Moreover, semaglutide was associated with improvements in physical function, with patients walking 18-21 additional meters in the 6MWD when compared to placebo [6,18,19]. This improvement in exercise capacity, coupled with an increase of 6 to 8 points on the KCCQ-CSS [6,18], reflects meaningful symptomatic and functional improvements in patients who often experience substantial limitations in daily activities due to HFpEF. While cardiac function was not directly measured via echocardiographic parameters, these functional improvements may indicate favorable cardiovascular effects.
It is crucial to note that the evidence supporting these findings comes from a combination of RCTs and one observational cohort study. The synthesis of results across these study designs requires caution, as RCTs provide higher internal validity, while cohort studies may be more prone to bias and confounding.
Despite these promising results, one key challenge in implementing this treatment is the limited follow-up period of 52 weeks. Given that in the heart, there is an adaptive response to chronic conditions such as HFpEF, it is important to understand if the benefits obtained can be sustained over the long term. It is also important to mention that RCTs included in this review were done in more than 13 countries around different continents increasing the generalizability of the results. From a real-world perspective, the cost, accessibility, and need for subcutaneous administration of semaglutide may influence adherence and limit widespread adoption, particularly in resource-constrained settings. While semaglutide is not currently a standard therapy in HFpEF treatment guidelines, these findings may complement existing management strategies, particularly in patients with coexisting obesity. Continued research may help clarify semaglutide’s role and determine whether it could be integrated into guideline-directed therapy for HFpEF in the future.
Conclusions
In conclusion, this systematic review highlights semaglutide as a promising treatment for HFpEF in patients with obesity. Given the high prevalence of obesity in this patient group, effective management of weight is crucial to improving both clinical outcomes and quality of life. The evidence presented in this review demonstrates that semaglutide not only leads to significant weight loss but also results in improvements in functional status as reflected by KCC-QSS scores.
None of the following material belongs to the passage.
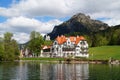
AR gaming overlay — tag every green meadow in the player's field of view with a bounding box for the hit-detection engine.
[89,46,120,60]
Moreover, patients also presented with significant reductions in key biomarkers such as CRP and NT-proBNP. These results are of significant clinical importance as they demonstrate that semaglutide offers substantial cardiovascular and metabolic benefits in addition to its weight-reducing effects.
However, while the results are encouraging, this systematic review identifies several limitations, such as the lack of studies with follow-up periods beyond 52 weeks and the reliance on a combination of RCTs and observational cohort studies. To establish the long-term safety and efficacy of semaglutide in this population, further RCTs are essential. Additionally, head-to-head comparisons between semaglutide and current guideline-directed therapies for HFpEF are needed to determine its relative efficacy and potential role within existing treatment pathways. Despite these gaps, current evidence supports semaglutide as a valuable treatment option for patients with HFpEF and obesity, and future studies will be crucial to confirm its role in routine clinical care.